Celebrity Names

 Celebrity names, and the names of their children, are the front and center of their branding. With crazy names such as “North” or “Kanye West,” celebrity names are meant to often be outlandish, and far beyond what we would encounter in our everyday lives. The Kardashian family has openly discussed their love of the letter “K” and celebrities often change their name when they enter the limelight. For performers alike, they have stage names, to make them more memorable and send a message.


A central theme in the The Importance of Being Earnest is similarly this type of superficiality, with the characters’ hyper focus on external aspects such as names. It seems often ridiculous that Cecily and Gwendolen care so much that the person they are engaged to has the name Ernest, that the play seems unrelatable and completely unconnected to current society. However, this parallel shows that names clearly hold significance today just as they do in the play. While maybe not to this magnitude, we still haven’t moved beyond seeing words as a condensation of one’s identity.


Names are a crucial part of a first impression, one of the first pieces of a person's identity that you get to know. In today’s increasingly fast society, with platforms like TikTok granting almost instant entertainment, these first impressions, and first few seconds, are crucial to being successful in the public eye. However, these fast phenomena don’t always end well.

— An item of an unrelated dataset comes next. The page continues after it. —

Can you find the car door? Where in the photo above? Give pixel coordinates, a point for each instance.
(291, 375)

As Shakespeare pondered names in Romeo and Juliet many years ago, he looked at the importance of names to identity. Romeo and Juliet fell in love in spite of their names, in spite of their identities, but eventually ended in tragedy. They were bound by their family names and historical rivalries. They were only happy before they truly knew each other’s names. While Wilde’s Earnest, takes marriage, love, and names much more lightly, there is a similar thread. Names have strong implications in our everyday lives and the way that we achieve what we want. They are tied to our family and past, but don’t necessarily tell the story of who we are. Whether as hindrances or as supports, names, as external as they are, are meaningful to others. But does that really make it significant, or meaningful to us? The Importance of Being Earnest satirically comments on this, while Romeo and Juliet reveal their viewpoints through a tragedy. If names weren’t as important, how different would everything be? Maybe we should take names more seriously, as “We should treat all the trivial things of life seriously, and all the serious things of life with sincere and studied triviality.”